Oh, Bobby's had plenty of advice on that subject, and maybe that's where he made his mistake--listening to that advice. Consider the sources. There was the Colonel, who told him that women prefer the honest approach, so admit that as a man, you're a bonehead. Or Jean-Michel, who stressed communication, any communication, as long as it came with a sexy accent.
These and other dubious advisers hold forth in Dubac's one-man show, The Male Intellect: An Oxymoron? It's the latest offering from Broadway in Tucson.
The Male Intellect approaches town benefiting from good word-of-mouth. "It's not a male-bashing show at all," Dubac insists. "There's something for everyone. We make fun of men in the title so we can lure women in and make fun of them, too. If I were to name the show Female Logic: An Oxymoron, I'd get picketed. I think these days, it's easier for men to laugh at themselves than for women to laugh at themselves. Unless we trick them into it."
Dubac warns that although the central character (of six) that he plays is named Bobby, Bobby isn't Robert Dubac. Indeed, Dubac had recently begun his own happy marriage when he was writing the show. And as for the five male mentors who give Bobby their questionable advice, they correspond more to women who've tried to explain everything to Dubac.
So, Dubac says, both men and women in his audiences easily buy into the show. "When women see me do these characters," he says, "they tell me, 'I dated every one of those guys.' And men tell me, 'I've been every one of those guys.' I guess each character represents part of a maturation process we all go through."
Besides, Dubac hates the idea of basing a show on the wonderful world of himself. "That's cheating, getting up there and self-flagellating about your own life," he insists. "This should be something you could have gone through, not me."
Dubac's television credits, going back into the 1980s, include appearances on Diff'rent Strokes, Loving, Growing Pains and Life Goes On. He's been in a few movies, but spent most of his time on stage. So if you don't recognize him, that's OK; it makes him seem even more of a regular guy.

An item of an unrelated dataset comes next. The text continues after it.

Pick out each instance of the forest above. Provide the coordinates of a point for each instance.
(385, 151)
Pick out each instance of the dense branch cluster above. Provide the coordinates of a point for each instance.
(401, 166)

He has trouble pinning down exactly what sort of show The Male Intellect is. "It's a combination of theater and performance art and standup comedy," he says. "And because of that, it attracts a pretty broad audience. People who grew up going to comedy clubs and rock concerts are used to someone talking to them from the stage and including them in the performance, whereas they aren't so comfortable with that artificial fourth wall of the theater. So I stand there and include them in the show, talking straight at them, asking for their help, and making them the other character in the play. That creates a fan base. People come back a couple of years later to see it again. So the show has changed over the seven years I've done it. Every time, I do some favorite hits, plus some new material."

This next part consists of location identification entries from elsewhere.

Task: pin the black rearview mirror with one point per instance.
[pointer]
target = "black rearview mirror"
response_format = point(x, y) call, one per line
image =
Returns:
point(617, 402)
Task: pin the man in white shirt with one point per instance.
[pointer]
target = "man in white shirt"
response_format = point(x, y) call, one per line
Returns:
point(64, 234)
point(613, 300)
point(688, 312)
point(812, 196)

Dubac says that the show leans more toward traditional theater insofar as it has a clear structure with a payoff at the end, rather than being a string of jokes. Yet weaving jokes appropriately into the texture is critical to him.
"If you do a one-person show and nobody's laughing," he says, "then it's just a lecture. Here, you have people laughing at a topic, and watching this guy figuring out what women want and learning something about himself as a byproduct. When you have the comedy centered around a theme like this, you walk away with something more valuable, because you've gone through a more complicated process as an audience member. With theater like this, you get richer experience than with television or movies. I don't think you'd watch an episode of Who's the Boss? and go away with any intrinsic value.
"But you're fighting an uphill battle, trying to put meaning into entertainment without anybody knowing it's there."
Dubac stresses that men should not be put off by his title. "I do figure out what women want while drinking a beer, which is a plus for men in the audience," he says. "And it has two words that will assure men of a good time in the theater: no intermission. Ninety minutes, and you're in and out with the answer to what women want. What more could you ask for in life? Or at least in Tucson?"